Hydrogen shows many similarities with halogen and alkali metals, yet it is very different from both. So much thought was given to the hydrogen structure in the periodic table. When hydrogen loses an electron, its nucleus size decreases and is about 1.5 × 10-3 pm, which is very small compared to the atomic size of normal metals and that is why the hydrogen ion is not free in nature. This unique behaviour of the hydrogen atom is the reason why hydrogen is placed separately in the periodic table.
What are the characteristics of hydrogen?
Hydrogen gas is colourless, odourless and tasteless. It is a flammable gas but not flammable support. It is lighter than air and does not dissolve in water. It has an atomic weight of 1.008 AMU and an ionization enthalpy of 1312 kJ mol-1
What are the chemical properties of hydrogen?
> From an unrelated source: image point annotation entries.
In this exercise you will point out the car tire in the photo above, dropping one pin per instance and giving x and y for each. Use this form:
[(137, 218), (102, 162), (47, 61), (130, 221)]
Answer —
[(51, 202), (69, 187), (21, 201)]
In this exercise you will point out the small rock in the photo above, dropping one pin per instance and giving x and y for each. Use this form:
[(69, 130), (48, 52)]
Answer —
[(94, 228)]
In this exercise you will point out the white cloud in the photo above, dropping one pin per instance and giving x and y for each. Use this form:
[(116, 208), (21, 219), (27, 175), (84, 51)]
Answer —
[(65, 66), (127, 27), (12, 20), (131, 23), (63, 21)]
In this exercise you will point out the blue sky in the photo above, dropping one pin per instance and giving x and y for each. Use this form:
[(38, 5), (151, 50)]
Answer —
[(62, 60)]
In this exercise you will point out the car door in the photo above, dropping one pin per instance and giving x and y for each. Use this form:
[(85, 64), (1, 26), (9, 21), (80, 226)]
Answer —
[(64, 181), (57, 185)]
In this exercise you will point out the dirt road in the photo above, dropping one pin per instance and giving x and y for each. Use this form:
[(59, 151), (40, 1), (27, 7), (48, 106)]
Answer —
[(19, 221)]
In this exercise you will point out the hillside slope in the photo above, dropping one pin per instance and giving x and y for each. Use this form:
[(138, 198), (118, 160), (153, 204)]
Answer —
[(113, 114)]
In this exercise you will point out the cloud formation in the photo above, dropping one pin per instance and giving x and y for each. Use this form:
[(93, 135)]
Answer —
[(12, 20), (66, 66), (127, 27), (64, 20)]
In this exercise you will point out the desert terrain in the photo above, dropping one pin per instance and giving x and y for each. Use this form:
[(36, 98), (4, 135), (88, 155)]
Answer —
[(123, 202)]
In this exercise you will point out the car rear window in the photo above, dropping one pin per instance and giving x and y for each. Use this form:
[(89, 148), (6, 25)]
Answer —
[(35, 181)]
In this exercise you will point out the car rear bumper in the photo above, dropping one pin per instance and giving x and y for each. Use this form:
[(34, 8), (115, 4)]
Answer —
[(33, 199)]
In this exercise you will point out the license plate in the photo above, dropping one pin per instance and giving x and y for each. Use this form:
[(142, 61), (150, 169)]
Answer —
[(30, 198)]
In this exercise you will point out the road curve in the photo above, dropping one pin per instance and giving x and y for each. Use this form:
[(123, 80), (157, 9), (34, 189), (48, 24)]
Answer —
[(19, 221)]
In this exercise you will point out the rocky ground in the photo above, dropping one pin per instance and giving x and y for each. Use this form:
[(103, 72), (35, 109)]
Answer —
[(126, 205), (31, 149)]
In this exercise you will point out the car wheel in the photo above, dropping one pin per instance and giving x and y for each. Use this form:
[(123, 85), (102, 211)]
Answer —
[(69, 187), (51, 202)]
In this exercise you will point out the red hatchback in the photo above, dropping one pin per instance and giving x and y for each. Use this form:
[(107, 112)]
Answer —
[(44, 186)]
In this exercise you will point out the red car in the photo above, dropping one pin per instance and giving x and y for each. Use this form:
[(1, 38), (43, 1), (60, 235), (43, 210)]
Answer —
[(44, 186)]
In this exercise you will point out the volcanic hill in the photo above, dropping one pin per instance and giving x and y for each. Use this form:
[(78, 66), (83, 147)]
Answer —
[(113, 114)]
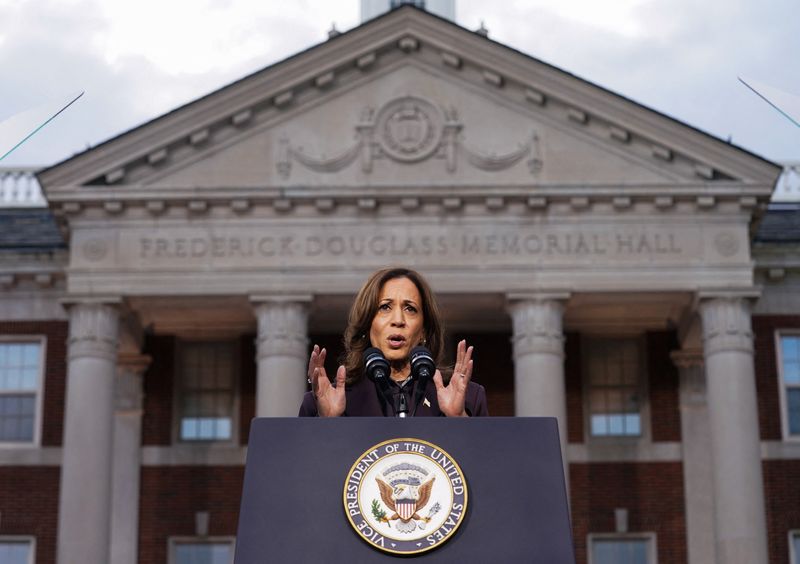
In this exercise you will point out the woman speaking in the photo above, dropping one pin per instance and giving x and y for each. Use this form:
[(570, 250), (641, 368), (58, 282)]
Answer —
[(393, 342)]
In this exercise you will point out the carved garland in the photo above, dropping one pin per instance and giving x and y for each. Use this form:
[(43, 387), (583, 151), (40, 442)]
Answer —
[(408, 130)]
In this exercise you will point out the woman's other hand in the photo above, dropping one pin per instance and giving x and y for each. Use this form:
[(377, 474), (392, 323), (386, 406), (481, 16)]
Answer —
[(330, 397), (451, 397)]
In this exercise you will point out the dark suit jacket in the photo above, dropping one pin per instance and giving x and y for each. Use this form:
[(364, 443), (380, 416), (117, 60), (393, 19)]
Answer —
[(364, 400)]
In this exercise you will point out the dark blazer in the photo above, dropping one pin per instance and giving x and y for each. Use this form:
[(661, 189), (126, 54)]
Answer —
[(364, 400)]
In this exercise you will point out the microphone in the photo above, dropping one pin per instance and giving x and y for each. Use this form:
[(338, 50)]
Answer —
[(377, 368), (422, 369)]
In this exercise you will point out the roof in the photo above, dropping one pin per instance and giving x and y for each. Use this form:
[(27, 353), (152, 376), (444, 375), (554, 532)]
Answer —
[(189, 130), (781, 224), (29, 231)]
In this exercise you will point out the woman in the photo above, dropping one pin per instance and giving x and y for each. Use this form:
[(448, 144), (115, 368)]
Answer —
[(394, 311)]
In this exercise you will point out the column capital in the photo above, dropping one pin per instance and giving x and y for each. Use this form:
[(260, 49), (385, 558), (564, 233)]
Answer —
[(687, 358), (537, 324), (282, 325), (726, 324), (93, 329)]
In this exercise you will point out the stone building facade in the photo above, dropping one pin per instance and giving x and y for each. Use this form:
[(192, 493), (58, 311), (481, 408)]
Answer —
[(613, 267)]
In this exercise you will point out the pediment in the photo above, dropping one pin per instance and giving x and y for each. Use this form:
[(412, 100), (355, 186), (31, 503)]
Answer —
[(406, 125), (410, 100)]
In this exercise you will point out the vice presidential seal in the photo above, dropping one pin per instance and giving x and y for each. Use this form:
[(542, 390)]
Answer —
[(405, 496)]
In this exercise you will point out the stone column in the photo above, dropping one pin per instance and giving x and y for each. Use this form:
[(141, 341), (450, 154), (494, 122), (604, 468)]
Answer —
[(85, 491), (740, 522), (282, 355), (538, 339), (127, 461), (698, 482)]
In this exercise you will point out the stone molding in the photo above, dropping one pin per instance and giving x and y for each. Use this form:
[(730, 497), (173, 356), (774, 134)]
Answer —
[(409, 129), (726, 325), (537, 324), (74, 203), (93, 331), (282, 327)]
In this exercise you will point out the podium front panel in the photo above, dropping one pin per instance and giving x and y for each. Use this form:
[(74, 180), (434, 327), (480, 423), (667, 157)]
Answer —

The chemical properties are largely determined by the enthalpy of bond separation. The Hydrogen molecule forms an H-H bond and this single bond has a high enthalpy bond between the two atoms of the element. Hydrogen is inert at room temperature due to the high bond enthalpy and therefore is prepared at very high temperatures in an electric arc or under ultraviolet radiation. Hydrogen has an electronic concentration of 1s1, so it can react by losing an electron and forming an H + ion, or acquiring an electron and forming an H-ion. Hydrogen shares electrons and other elements to form a harmonious bond.